Lviv was once described as an undiscovered pearl of Europe. It has a very long history reflected in its architecture and way of life. Unlike many other cities of Ukraine, Lviv survived almost unscathed in WW2 and was spared by the Soviet government that left and preserved numerous architectural landmarks in the city. Not to forget, that Lviv has entirely retained its pure medieval look, and when arriving to this town, one is sinking into a faraway past.
This old city combines the flavours of mysterious East with the sounds of the romantic West that so perfectly interweave with Southern expression and Northern tranquility. Both in the past and nowadays, Lviv is viewed as one of the most political, economical and cultural concentrations of Ukraine, and indeed the entire Central-Eastern Europe region.

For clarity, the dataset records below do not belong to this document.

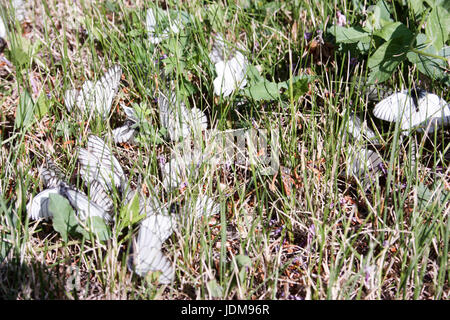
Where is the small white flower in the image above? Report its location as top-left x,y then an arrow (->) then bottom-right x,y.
209,35 -> 248,97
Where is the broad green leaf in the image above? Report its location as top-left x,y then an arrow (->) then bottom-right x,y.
425,6 -> 450,50
244,76 -> 311,100
407,33 -> 450,83
247,65 -> 264,84
48,194 -> 78,242
329,26 -> 371,43
368,39 -> 409,83
366,0 -> 392,31
244,80 -> 283,100
14,90 -> 36,128
375,22 -> 413,44
77,217 -> 112,241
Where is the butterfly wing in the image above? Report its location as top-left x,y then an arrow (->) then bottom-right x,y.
88,135 -> 126,188
112,124 -> 136,143
133,205 -> 173,283
94,65 -> 122,118
59,186 -> 112,222
406,93 -> 450,133
373,90 -> 414,122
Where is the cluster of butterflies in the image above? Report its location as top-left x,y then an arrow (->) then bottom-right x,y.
345,88 -> 450,190
27,5 -> 251,283
146,8 -> 248,97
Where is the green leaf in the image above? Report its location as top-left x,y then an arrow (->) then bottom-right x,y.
206,3 -> 225,31
374,22 -> 413,44
417,182 -> 450,211
409,0 -> 425,14
48,194 -> 78,242
81,217 -> 112,241
425,6 -> 450,50
244,80 -> 283,100
366,0 -> 392,31
368,39 -> 409,83
329,26 -> 371,43
14,90 -> 35,128
293,78 -> 310,100
247,65 -> 264,84
407,33 -> 450,82
0,232 -> 12,263
244,76 -> 311,101
235,254 -> 252,268
36,91 -> 49,120
206,280 -> 223,298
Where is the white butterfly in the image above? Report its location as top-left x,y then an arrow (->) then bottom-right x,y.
146,8 -> 184,44
78,135 -> 126,192
209,35 -> 248,97
58,184 -> 112,222
158,92 -> 208,141
129,198 -> 176,284
64,65 -> 122,119
27,159 -> 113,221
112,105 -> 139,143
344,111 -> 380,144
373,90 -> 450,135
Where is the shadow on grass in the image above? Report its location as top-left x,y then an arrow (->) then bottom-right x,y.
0,258 -> 72,300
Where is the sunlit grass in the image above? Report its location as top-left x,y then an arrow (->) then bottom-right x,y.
0,0 -> 449,299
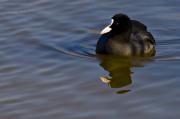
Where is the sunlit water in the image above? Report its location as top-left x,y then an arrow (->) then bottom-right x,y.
0,0 -> 180,119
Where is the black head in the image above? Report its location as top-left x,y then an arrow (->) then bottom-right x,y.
110,14 -> 132,33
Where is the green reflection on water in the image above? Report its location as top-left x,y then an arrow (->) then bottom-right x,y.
98,55 -> 154,94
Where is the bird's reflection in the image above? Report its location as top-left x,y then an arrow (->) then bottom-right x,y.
98,55 -> 154,93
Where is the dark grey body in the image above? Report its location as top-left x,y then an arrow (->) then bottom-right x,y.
96,20 -> 155,56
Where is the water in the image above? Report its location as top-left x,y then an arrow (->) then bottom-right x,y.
0,0 -> 180,119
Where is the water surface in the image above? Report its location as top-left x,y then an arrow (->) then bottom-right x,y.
0,0 -> 180,119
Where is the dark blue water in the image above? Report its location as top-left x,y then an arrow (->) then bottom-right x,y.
0,0 -> 180,119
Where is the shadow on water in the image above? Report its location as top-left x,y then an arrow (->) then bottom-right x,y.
98,55 -> 153,94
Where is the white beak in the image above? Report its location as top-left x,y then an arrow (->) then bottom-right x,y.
100,19 -> 114,34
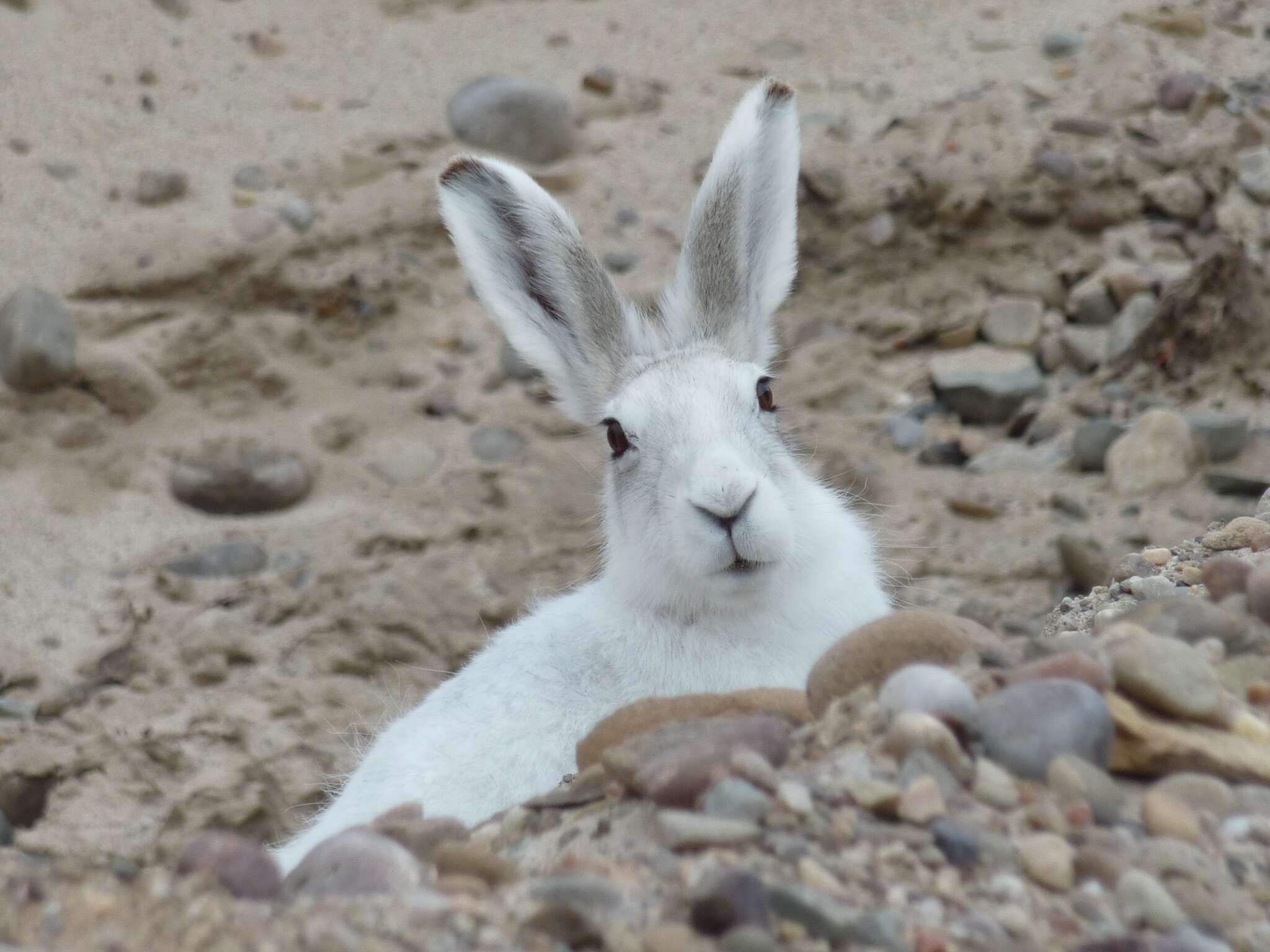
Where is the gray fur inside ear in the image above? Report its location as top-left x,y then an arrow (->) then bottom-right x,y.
438,157 -> 631,423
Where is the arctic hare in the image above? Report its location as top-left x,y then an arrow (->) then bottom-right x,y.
278,80 -> 890,870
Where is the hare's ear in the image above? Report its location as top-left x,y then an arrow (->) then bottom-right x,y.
664,79 -> 799,364
437,157 -> 634,424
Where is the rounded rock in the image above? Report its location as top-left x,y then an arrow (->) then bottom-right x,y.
973,679 -> 1115,779
0,287 -> 75,394
1110,636 -> 1225,723
446,75 -> 574,162
1106,410 -> 1204,496
806,608 -> 995,716
282,826 -> 423,899
877,664 -> 975,723
177,830 -> 282,900
169,441 -> 313,515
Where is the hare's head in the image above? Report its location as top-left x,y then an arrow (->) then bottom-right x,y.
440,80 -> 806,606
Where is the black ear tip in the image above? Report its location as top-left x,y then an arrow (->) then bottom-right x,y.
766,77 -> 794,105
437,155 -> 484,185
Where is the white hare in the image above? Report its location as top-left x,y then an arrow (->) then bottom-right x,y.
278,80 -> 890,870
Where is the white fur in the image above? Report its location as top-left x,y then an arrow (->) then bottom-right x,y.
278,81 -> 890,870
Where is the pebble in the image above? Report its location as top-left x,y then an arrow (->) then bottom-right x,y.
1106,291 -> 1160,361
1201,555 -> 1252,602
177,830 -> 282,900
865,212 -> 898,247
0,286 -> 75,394
1200,515 -> 1270,552
1046,754 -> 1124,824
1150,772 -> 1238,820
1072,418 -> 1129,472
930,344 -> 1046,424
688,868 -> 772,935
1186,414 -> 1248,464
1236,144 -> 1270,203
1247,565 -> 1270,625
282,827 -> 423,899
1018,832 -> 1076,892
1007,651 -> 1114,692
1040,29 -> 1085,57
882,414 -> 926,451
895,777 -> 946,826
701,777 -> 772,822
928,818 -> 982,867
230,206 -> 278,241
973,679 -> 1115,779
806,608 -> 993,716
603,252 -> 639,274
76,346 -> 162,420
657,810 -> 761,849
1127,575 -> 1177,602
1142,786 -> 1204,843
164,539 -> 269,579
1067,271 -> 1116,326
278,196 -> 316,235
169,441 -> 314,515
972,757 -> 1023,810
1156,73 -> 1208,112
446,75 -> 574,162
468,426 -> 525,464
1109,636 -> 1224,722
498,340 -> 538,381
137,169 -> 189,206
1115,870 -> 1186,932
877,664 -> 975,722
1140,171 -> 1208,221
1106,410 -> 1204,496
980,294 -> 1046,350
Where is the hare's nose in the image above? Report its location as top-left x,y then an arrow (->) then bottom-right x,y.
692,486 -> 758,536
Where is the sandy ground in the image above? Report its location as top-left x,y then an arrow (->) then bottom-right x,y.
0,0 -> 1270,859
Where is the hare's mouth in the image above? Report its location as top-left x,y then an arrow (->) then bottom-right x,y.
725,556 -> 766,575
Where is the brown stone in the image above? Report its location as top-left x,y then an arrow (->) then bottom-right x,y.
806,608 -> 996,716
578,688 -> 812,772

This place is full of legends, like no other city in Ukraine. Visiting Lviv at least for one day is already a rewarding experience, just to immerse oneself in the streams of either spring or autumn rain, to dance with the leaves of the Striyskiy Park or find your way to a winter fairytale on Castle Hill (Zamkova Gora). Indulge yourself in Lviv with coffee and cake, at one of this former Habsburg city’s many Austrian-style cafes and keep your ears open to fanciful sounds of a magic city. Soaking up the wonderful atmosphere of central Lviv, wandering its uneven cobbled streets between magnificent churches and historic buildings makes one believe to be a part of some strange charming fairytale.
Only in Lviv will one be amazed with over 50 percent of all architectural monuments of the country of Ukraine in one place. It takes no more than 100 steps to witness an Armenian lot straight after a Catholic one, afterwards to – Ukrainian, and finally to the narrow micro world of Jewish street. No wonder, visitors call Lviv little Rome, and Lviv residents claim it to be Lviv the Great.
During it’s almost 750 yrs. “official” history, Lviv has endured many difficult political times. Ukrainian, Polish, Austrian, German and Soviet Union governorships have tried to change the city’s look one by one. Yet Lviv does retain a whiff of Sovietness which only broadens its appeal. Weathered babushkas sell pickled vegetables and honey at the city’s Krakivsky Market. There’s still the odd gastronom (food store), Volga and dodgy neon-lit slot machine parlors scattered about. Opera tickets and tram rides are still priced for the people, at the equivalent of $10 and $1, respectively.
While Lviv has more tourist infrastructure than most former Soviet cities (including – gasp –a tourist information centre), English signage is rare and there are only a handful of high-standard restaurants and hotels. On balance, this may be a good thing as it has prevented huge Krakow -sized crowds from materializing on this ancient wonderland.
You’ll want to do most of your exploring on foot, dropping into the occasional museum, plopping down at the odd cafe and stopping to gawk at the myriad churches with their varied cupolas. Walk up to the city’s highest point, Castle Hill (Zamkova Hora), for a bird’s-eye view of those cupolas. Lviv is nicknamed ‘the Florence of the east’ and from here it’s clear why.